Cependant, contre toute attente, ma mère renonce à la punition et me fait promettre fermement de ne plus faire des bêtises.
Waouh ! tu es très bonne, maman, dis-je, en sautant en l’air et en gratifiant son bras droit d’un bisou. Au retour de mon papa, je partagerai mon chocolat aux noisettes avec toi.
Un transport de jubilation mêlée de gratitude s’empare de tout mon petit être ; il s’épanche en une myriade de mercis murmurés. Et mes larmes ont tari, et mes yeux sont secs, je ne sais par quel enchantement Alors, je grimpai lestement sur le lit, saisis mon micro en plastique multicolore et me mis à chanter une chanson dans une langue que moi seule connaissais et maîtrisais. Debout, je prenais des postures d’artiste sur ma scène ; d’abord les pieds joints, je me pliais en deux par devant et me redressais vivement, puis, dans une contorsion de mes jambes écartées, les fesses rentrées, je me pliais en arrière sur mes hanches, me redressais à nouveau et je finissais l’oscillation de mon corps en sautant en l’air.
Pas sur mon lit, pas sur mon lit, cria ma mère. Descends immédiatement pour faire ta prestation au sol, si non….
D’accord, maman. Je t’aime. Tu es mon amie, n’est-ce pas ?
Oui, mais ne saute pas dans mon lit. Et puis, j’ai faim, continue-t-elle, nous allons manger, mais avant, laisse-moi écrire un message à mon collègue.
Pendant qu’elle écrivait, je pris mon nounou, un gros ours blanc et douillet, plus gros qu’un chiot ; je l’assis entre mes jambes allongées et, dans une mime à deux voix, je le tançai, l’admonestai et le mis en garde.
Tu ne feras plus jamais de bêtise, m’entends-tu ? sinon je t’étriperai.

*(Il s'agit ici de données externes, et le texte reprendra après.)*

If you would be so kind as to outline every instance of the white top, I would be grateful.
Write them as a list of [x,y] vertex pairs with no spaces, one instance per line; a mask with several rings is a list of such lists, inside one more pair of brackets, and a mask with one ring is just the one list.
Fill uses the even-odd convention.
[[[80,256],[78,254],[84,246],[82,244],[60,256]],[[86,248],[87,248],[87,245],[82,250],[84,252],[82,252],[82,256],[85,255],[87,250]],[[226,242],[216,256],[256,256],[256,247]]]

Oui, maman, me répondit faiblement l’animal ; puis il grommela entre ses crocs, naïve.
À ce mot, ma mère se retourna brusquement. Qui est naïve, Mero ? Ne serait-ce pas moi, par hasard ? Naïve djan! parce que je ne t’ai pas punie! Te moquerais-tu de moi en retour pour t’avoir graciée ? Ingrate.
Non, maman. Je parlais à mon ours et il me répondait.
Espiègle, va, dit-elle en souriant.
Et, me prenant la main, nous allons tranquillement déjeuner.